6 SIMPLE EXERCISES TO ACTIVATE CIRCULATION AND ENERGY

1. EARTH AND SKY

  • Standing, with legs open a little beyond the hips.
  • Bend your legs, stretch your spine and keep the soles of your feet on the floor.
  • Ascend at the same time that you stretch your legs, stand on tiptoe and stretch your arms upwards without raising your shoulder blades.
  • From the third movement, do it gradually faster, you can even take it to the jump.

2. GENTLE JOGGING

  • Step forward with your legs slightly bent and shift your weight to the more advanced foot. Try to start with the tip of the foot, following with the heel and finally bending the knee.
  • Do the same backwards, shifting the weight to the leg and back foot.
  • Tilt the weight back and forth so that the delayed leg propels you forward and the front leg back.
  • The arms are throughout the exercise bent at the elbows, supporting the movement. It’s a position quite similar to boxing trotting.
  • Start the movement little by little and gradually increase the speed.

3. LIGHT RIDE

It is about walking, but very fast, with the arms bent in front of the body.
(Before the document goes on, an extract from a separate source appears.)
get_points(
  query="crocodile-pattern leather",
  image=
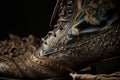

  • Start by mobilizing your legs and feet, and then the whole body will be repositioned to coordinate with the movement and follow the rhythm you are setting.
  • If you have trouble finding that the body is rhythmic, make the steps longer and take more speed when walking, so that the trunk is coupled.
  • Remember that when you step forward with your left foot and leg, you also move the right part of the torso and right arm in this direction, and vice versa.

4. BALANCE AND MOVE

  • Swing your arms from one side of the body to the other, letting your weight carry that of your body.
  • Push yourself more and more until your arms pass over your head and draw a complete circle (4a).
  • When they do, let your feet take two steps to the side where your arms are leading. That is, if the circle is to the right, the body weight will be on the right foot (4b).

5. ACTIVE TORSION

  • With your legs bent slightly, your arms bent at your elbows and your hands relaxed, bring your left knee to your right elbow, while twisting your hips around your waist to the right.
  • Then place your left foot and leg simultaneously on the floor to bring your right knee to your left elbow. The sides alternate.
  • Make sure you always have one foot in the air and one foot on the ground. If you accelerate, it’s easier.

6. BEAR WALKING

  • With your knees bent facing forward, drop your head and trunk forward until you are in the position of the four supports.
  • Advance the weight slightly and advance your right-hand walking forward. Then, walk with your left foot forward, then with your left hand and then with your right foot. Repeat the whole process.
  • It mimics the walk of a bear (or other animals). After doing 4-5 steps like this, do it backwards.